Basics, Working Principle
Basics regarding wind generators:
according to the Betz Law (German physicist Albert Betz, 1885-1968) the maximum energy to be harvested, from the wind energy passing a rotor, and transformed into usable energy, is 16/27 (59%) of the energy contained by the wind.
The percentage of this total capacity, which is extracted by the wind generator from the wind, is called coefficient.
The wind buoyant rotors have blades formed in a typical wing profile (airplane) and work like a sailboat, which sails close to the wind.

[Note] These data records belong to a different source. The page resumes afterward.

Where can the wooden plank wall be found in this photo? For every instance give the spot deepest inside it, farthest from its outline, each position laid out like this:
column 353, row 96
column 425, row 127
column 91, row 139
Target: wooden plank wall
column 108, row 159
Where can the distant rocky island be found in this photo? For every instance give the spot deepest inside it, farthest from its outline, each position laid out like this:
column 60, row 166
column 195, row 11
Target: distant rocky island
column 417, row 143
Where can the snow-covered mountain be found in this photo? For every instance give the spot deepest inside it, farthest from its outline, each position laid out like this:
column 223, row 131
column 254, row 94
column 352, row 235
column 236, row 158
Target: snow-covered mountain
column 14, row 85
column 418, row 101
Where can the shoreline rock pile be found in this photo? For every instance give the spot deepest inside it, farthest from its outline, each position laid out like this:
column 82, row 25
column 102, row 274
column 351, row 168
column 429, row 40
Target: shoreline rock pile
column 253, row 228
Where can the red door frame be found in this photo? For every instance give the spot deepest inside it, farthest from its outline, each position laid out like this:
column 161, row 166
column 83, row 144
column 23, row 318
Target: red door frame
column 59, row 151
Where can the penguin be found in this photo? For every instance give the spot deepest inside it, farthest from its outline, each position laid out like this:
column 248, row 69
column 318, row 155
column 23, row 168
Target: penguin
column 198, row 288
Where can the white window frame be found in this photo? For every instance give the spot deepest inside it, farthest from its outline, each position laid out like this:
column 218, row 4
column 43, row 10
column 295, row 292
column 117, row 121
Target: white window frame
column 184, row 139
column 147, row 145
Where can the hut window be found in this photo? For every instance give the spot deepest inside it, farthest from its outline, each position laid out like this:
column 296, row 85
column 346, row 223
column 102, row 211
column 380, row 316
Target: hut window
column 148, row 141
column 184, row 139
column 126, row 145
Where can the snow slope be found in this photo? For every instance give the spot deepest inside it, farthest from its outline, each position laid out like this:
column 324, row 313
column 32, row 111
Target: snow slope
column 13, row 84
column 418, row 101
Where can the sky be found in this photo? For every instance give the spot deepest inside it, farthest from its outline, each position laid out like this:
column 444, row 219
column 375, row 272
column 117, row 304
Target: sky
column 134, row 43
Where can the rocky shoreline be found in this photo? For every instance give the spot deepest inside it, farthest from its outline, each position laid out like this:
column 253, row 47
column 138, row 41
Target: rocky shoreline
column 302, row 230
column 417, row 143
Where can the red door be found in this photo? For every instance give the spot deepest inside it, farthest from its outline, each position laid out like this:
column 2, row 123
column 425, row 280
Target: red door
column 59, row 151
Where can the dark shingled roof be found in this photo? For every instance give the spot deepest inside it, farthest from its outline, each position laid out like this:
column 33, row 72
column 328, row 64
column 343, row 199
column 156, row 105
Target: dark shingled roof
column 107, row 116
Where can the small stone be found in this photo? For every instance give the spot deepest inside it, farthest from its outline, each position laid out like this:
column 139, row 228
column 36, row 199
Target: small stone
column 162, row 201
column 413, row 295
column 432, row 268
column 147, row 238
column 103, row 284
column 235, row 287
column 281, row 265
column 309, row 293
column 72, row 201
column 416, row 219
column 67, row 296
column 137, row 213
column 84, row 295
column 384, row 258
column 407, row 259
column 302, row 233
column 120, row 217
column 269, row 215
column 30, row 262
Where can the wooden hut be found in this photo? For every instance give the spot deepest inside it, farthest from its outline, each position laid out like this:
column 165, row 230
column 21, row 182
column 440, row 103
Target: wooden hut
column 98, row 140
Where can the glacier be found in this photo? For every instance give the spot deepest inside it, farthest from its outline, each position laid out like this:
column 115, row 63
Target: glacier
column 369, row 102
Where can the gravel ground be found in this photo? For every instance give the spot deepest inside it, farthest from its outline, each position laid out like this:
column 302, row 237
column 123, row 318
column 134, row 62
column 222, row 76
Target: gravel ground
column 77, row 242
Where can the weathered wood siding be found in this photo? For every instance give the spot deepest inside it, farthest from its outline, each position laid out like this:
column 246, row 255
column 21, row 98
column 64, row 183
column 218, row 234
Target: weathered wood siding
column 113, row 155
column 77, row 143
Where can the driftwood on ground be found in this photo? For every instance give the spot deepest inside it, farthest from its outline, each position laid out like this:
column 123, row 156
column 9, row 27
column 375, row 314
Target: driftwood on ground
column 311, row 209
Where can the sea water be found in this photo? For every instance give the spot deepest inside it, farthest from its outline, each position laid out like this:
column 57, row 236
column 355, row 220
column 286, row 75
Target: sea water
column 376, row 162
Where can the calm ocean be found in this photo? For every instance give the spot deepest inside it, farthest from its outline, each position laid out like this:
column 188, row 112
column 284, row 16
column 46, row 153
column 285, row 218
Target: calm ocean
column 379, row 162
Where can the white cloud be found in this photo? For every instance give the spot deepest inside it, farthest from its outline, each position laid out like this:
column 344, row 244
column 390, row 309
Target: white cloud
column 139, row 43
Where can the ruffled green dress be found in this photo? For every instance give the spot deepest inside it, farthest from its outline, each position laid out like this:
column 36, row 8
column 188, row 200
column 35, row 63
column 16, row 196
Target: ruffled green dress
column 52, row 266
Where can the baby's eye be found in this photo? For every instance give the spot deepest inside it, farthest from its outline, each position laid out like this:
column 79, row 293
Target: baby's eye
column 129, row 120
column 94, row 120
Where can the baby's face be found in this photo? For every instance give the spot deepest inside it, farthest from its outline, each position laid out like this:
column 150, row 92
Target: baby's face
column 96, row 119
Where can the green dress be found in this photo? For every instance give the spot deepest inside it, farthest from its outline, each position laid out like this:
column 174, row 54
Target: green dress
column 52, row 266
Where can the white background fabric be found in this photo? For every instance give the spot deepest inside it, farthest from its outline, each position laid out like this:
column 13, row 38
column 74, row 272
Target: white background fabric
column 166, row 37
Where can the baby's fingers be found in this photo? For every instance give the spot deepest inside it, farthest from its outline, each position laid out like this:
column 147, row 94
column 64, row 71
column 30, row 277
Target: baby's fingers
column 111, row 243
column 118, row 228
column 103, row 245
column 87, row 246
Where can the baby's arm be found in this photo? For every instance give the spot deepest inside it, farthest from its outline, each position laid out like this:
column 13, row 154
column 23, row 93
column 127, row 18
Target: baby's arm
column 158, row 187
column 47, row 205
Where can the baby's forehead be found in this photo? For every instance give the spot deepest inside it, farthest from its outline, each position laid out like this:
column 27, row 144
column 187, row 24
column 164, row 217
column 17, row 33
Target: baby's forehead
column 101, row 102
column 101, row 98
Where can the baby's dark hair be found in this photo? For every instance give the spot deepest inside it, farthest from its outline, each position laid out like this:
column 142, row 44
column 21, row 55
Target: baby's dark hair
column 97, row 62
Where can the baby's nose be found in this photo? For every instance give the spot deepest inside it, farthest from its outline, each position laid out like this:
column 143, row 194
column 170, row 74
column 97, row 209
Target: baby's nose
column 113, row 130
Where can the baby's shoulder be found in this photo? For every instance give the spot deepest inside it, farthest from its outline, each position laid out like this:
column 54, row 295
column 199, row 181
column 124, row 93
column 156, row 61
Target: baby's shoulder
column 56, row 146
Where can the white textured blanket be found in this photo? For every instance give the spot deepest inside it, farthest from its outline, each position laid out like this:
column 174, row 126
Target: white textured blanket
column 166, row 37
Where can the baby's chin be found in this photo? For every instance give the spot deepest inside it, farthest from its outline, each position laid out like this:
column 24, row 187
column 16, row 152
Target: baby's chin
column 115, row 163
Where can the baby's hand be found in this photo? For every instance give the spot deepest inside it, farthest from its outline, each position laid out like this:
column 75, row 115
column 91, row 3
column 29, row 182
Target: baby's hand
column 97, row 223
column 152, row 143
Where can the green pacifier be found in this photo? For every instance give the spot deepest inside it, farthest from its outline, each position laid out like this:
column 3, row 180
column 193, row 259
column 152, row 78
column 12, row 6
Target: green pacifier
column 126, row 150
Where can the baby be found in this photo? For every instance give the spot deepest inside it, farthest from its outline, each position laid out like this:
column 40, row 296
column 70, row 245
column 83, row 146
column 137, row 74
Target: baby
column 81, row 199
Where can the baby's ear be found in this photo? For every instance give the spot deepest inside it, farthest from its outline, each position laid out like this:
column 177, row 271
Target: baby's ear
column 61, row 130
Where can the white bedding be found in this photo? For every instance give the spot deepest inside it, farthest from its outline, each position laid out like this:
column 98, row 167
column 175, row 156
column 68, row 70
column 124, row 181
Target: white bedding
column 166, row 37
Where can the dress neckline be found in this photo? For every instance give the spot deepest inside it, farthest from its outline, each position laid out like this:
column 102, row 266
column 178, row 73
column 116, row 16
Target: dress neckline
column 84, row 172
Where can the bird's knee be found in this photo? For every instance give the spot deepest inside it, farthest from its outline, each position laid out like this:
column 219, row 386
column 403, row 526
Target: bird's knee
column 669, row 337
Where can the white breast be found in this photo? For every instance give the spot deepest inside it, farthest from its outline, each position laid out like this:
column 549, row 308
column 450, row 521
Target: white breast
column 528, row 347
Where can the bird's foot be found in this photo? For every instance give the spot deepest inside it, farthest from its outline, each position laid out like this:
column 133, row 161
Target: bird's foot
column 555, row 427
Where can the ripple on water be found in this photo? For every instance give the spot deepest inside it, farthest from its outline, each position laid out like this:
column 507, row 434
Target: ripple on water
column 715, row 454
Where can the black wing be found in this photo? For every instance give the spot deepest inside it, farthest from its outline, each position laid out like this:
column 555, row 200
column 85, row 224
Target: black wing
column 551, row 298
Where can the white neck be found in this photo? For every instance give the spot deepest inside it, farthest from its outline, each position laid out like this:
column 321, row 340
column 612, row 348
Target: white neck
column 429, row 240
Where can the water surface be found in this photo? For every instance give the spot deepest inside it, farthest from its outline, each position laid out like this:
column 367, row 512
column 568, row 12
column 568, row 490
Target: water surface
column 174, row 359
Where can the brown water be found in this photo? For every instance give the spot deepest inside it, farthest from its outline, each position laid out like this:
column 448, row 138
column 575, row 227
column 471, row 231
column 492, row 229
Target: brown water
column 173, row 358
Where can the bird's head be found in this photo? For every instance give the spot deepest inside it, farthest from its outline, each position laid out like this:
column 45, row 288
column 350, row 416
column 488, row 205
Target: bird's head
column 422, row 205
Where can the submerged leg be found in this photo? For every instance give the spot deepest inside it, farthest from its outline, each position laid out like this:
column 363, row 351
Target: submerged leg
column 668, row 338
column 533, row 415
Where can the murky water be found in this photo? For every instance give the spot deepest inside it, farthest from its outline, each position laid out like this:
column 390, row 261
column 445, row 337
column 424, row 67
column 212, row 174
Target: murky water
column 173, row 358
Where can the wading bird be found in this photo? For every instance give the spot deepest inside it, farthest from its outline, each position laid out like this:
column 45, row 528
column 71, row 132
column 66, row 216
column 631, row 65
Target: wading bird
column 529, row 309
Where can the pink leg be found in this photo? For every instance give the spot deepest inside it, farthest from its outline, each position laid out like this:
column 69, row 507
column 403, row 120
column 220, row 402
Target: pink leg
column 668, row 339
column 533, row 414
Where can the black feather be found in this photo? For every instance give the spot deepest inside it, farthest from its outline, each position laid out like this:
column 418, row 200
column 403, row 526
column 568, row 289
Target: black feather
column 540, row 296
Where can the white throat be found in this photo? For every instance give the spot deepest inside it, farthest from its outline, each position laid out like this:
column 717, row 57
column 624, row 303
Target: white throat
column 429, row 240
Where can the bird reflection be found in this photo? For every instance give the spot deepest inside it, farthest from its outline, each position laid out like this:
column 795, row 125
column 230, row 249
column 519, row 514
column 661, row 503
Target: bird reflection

As a result of the buoyancy effect, the rotor blade is moving faster than the wind.
An important figure is the tip speed ratio (=the ratio of the peripheral speed of the rotor to the speed of the wind).
The tip speed ratio of common wind generators are presented by the attached graphic.
Real wind buoyant rotors currently achieve tip speed ratios of approx. 8, the best coefficients of up to 0.52 (= 52%).
A tip speed ratio of 8 means that in case of wind speeds of 50 km/h, the tip of the rotor is travelling at 400 km/h!
This is also the cause for known problems: noise, vibrations and complex security systems against an overload during storms.
The resistance rotors use the resistance of a body in the wind. They use slow rotations, the tip speed ratio is always below 1 – they are turning slower than the wind. The coefficient of the current resistance rotors is, however, only 0,19. They usually have a technically simple structure, do not generate noise, are resistant to turbulences and secure regarding overload.